The Science of Sound Localization: How We Pinpoint Sound
Sound localization is the process by which the human brain determines the origin of a sound in space. This ability allows individuals to identify where a sound is coming from, which is crucial for navigating the environment and responding to auditory stimuli. The brain uses various auditory cues, such as the differences in timing and intensity of sounds reaching each ear, to pinpoint the source of the sound.

The Remarkable Precision of Human Hearing
Most people with normal hearing can locate sound sources with impressive accuracy-typically within 5 degrees of the actual location. To put this in perspective, that's about the width of your thumb when held at arm's length. This precision is remarkable considering how our brain accomplishes it using subtle differences in timing and volume between our two ears.
The Five-Degree Advantage
That remarkable 5-degree localization precision gives normal-hearing individuals a significant advantage in challenging listening environments.
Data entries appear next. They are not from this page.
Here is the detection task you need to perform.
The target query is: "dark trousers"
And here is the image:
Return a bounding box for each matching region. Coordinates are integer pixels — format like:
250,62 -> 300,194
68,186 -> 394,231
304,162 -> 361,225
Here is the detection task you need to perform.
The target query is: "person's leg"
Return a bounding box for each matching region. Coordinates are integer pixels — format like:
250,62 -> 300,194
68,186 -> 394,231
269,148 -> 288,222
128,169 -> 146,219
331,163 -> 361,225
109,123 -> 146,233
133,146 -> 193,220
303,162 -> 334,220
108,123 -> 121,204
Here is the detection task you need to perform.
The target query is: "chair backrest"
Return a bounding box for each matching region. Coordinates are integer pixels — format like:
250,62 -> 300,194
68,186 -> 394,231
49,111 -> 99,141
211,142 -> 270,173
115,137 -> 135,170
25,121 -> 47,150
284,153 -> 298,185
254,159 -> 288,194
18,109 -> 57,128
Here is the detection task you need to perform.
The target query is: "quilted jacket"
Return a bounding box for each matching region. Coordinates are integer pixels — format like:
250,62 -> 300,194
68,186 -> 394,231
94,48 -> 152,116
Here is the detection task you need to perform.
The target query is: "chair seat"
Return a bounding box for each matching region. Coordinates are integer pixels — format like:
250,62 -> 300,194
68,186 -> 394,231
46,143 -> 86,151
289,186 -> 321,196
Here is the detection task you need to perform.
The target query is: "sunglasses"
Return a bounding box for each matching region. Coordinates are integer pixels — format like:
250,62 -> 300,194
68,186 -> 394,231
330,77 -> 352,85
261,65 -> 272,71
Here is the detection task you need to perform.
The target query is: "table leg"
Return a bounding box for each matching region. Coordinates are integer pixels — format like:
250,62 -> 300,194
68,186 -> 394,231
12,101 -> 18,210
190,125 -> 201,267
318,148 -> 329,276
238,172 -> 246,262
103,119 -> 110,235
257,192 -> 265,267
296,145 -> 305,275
When two people speak simultaneously from positions separated by at least 5 degrees, those with healthy hearing can mentally separate these sound streams into distinct conversations.
This means that in a typical restaurant setting, someone with normal hearing localization abilities can:
- Focus on their dining companion's words
- Tune out neighboring tables' conversations
- Switch attention when necessary
- Participate in group discussions without missing key information
Key Factors in Sound Localization
The fundamental auditory cues to direction arise because the ears are on either side of the head. The sound from a source on the right side of the head will arrive at the left eardrum after it arrives at the right eardrum, because the left ear is further away, and it will also be lower in level at the left than at the right because the head is a solid object and so casts an acoustic shadow. These differences are termed, respectively, interaural time differences (ITDs) and interaural level differences (ILDs).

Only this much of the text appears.